Si les canaux étaient des failles préexistantes aux mers actuelles, nous devrions nous attendre à ce que quelques-uns des plus longs se continuent jusque dans les mers : ils seraient en général invisibles en traversant les mers, mais devraient reparaître sur des îles ou des surfaces continentales. Sur ces dernières, ils devraient se montrer comme faisant suite aux failles originales. Il devrait même être possible, en des circonstances très favorables, de suivre les canaux sur le fond des mers les moins profondes. D’autre part, s’ils résultaient de la rectification des fleuves, tout prolongement de ce genre devrait être simplement accidentel.

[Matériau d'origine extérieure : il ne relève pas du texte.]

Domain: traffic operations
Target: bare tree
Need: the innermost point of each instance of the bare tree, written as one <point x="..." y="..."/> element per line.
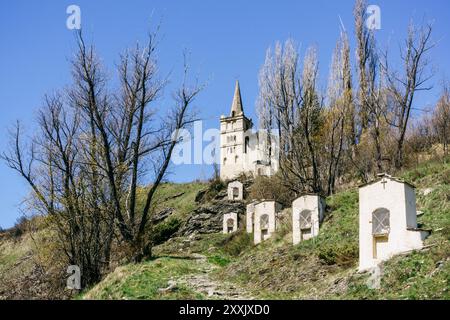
<point x="441" y="119"/>
<point x="96" y="150"/>
<point x="403" y="87"/>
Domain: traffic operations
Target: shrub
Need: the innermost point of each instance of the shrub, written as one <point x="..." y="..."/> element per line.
<point x="237" y="243"/>
<point x="163" y="231"/>
<point x="271" y="188"/>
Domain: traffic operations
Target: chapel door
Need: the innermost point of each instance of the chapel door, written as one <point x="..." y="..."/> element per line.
<point x="230" y="225"/>
<point x="235" y="193"/>
<point x="265" y="227"/>
<point x="380" y="232"/>
<point x="305" y="224"/>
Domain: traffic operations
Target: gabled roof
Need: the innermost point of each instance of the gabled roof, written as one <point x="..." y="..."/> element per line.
<point x="236" y="107"/>
<point x="382" y="176"/>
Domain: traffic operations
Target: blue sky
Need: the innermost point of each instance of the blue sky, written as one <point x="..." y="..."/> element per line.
<point x="227" y="41"/>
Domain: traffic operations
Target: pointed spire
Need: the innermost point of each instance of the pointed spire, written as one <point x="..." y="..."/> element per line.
<point x="236" y="107"/>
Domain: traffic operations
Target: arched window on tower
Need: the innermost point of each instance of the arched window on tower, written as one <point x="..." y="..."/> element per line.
<point x="246" y="143"/>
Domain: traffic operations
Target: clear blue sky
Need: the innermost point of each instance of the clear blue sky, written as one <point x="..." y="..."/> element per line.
<point x="227" y="40"/>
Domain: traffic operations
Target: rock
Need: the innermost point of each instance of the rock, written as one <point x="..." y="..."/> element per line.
<point x="163" y="215"/>
<point x="208" y="218"/>
<point x="172" y="286"/>
<point x="200" y="195"/>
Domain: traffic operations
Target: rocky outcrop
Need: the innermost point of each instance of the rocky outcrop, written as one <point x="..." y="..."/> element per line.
<point x="208" y="218"/>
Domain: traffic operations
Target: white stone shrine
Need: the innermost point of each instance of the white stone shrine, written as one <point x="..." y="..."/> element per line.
<point x="307" y="215"/>
<point x="387" y="221"/>
<point x="230" y="223"/>
<point x="235" y="191"/>
<point x="249" y="215"/>
<point x="265" y="218"/>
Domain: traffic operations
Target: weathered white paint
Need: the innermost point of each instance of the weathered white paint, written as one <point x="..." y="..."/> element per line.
<point x="249" y="215"/>
<point x="241" y="149"/>
<point x="271" y="210"/>
<point x="316" y="206"/>
<point x="230" y="219"/>
<point x="231" y="191"/>
<point x="399" y="199"/>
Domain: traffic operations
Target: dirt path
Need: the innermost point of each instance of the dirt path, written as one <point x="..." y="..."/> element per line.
<point x="212" y="289"/>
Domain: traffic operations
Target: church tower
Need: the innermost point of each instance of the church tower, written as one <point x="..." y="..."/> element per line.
<point x="234" y="143"/>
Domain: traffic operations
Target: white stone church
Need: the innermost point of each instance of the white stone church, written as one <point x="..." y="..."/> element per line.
<point x="242" y="150"/>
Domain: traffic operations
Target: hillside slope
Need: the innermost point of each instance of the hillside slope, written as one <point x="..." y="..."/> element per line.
<point x="218" y="266"/>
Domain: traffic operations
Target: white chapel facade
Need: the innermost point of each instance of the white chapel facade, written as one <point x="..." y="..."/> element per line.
<point x="241" y="149"/>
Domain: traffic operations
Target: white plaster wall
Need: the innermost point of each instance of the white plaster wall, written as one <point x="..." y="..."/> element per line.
<point x="226" y="217"/>
<point x="399" y="199"/>
<point x="240" y="186"/>
<point x="249" y="216"/>
<point x="315" y="204"/>
<point x="271" y="208"/>
<point x="256" y="150"/>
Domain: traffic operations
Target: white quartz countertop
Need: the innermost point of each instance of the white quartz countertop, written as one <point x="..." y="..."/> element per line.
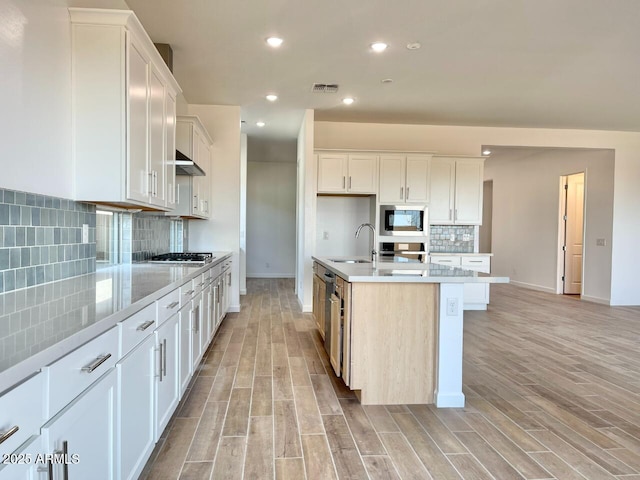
<point x="458" y="254"/>
<point x="41" y="324"/>
<point x="404" y="272"/>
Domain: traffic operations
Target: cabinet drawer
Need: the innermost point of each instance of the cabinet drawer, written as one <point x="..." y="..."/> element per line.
<point x="168" y="305"/>
<point x="480" y="264"/>
<point x="187" y="291"/>
<point x="71" y="375"/>
<point x="451" y="260"/>
<point x="21" y="413"/>
<point x="136" y="328"/>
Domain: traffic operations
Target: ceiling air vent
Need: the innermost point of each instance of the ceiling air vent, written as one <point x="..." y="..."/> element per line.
<point x="324" y="88"/>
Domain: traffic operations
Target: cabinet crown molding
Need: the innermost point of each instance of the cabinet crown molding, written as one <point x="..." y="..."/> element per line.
<point x="128" y="20"/>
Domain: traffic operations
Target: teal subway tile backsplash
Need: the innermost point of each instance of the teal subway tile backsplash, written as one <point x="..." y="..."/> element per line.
<point x="41" y="239"/>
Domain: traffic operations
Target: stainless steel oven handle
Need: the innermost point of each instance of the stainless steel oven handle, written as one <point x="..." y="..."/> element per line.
<point x="95" y="364"/>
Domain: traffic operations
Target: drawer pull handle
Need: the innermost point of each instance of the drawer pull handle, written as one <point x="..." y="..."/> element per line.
<point x="145" y="325"/>
<point x="5" y="436"/>
<point x="98" y="361"/>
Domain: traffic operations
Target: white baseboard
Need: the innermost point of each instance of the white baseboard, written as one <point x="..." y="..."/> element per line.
<point x="532" y="286"/>
<point x="475" y="306"/>
<point x="449" y="400"/>
<point x="271" y="275"/>
<point x="603" y="301"/>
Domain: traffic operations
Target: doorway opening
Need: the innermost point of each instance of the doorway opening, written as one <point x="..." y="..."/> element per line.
<point x="571" y="238"/>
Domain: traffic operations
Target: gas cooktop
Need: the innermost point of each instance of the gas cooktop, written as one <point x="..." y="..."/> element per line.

Par suite, si l’on observe de pareils prolongements en trop grand nombre pour qu’on puisse les attribuer à une coïncidence fortuite, ce fait constituera une évidence en faveur de l’hypothèse des crevasses géologiques.

Or, en examinant avec attention la Carte de Schiaparelli publiée à la page 440 de la Planète Mars, je suis arrivé à la conclusion que de pareils prolongements existent réellement. Les cas suivants semblent frappants :

1o Euménides-Nectar, 2o Pyriphlégéton-Ambrosia, 3o Triton-Ascanius, 4o Gigas-Scamandre, 5o Galaxias-Xanthus, et 6o Astaboras-Népenthès.

Les prolongements suivants, bien que douteux, semblent cependant probables : 1o Anubis-Alphée, 2o Cerbère-Penée, et 3o Tartare-Colonnes d’Hercule.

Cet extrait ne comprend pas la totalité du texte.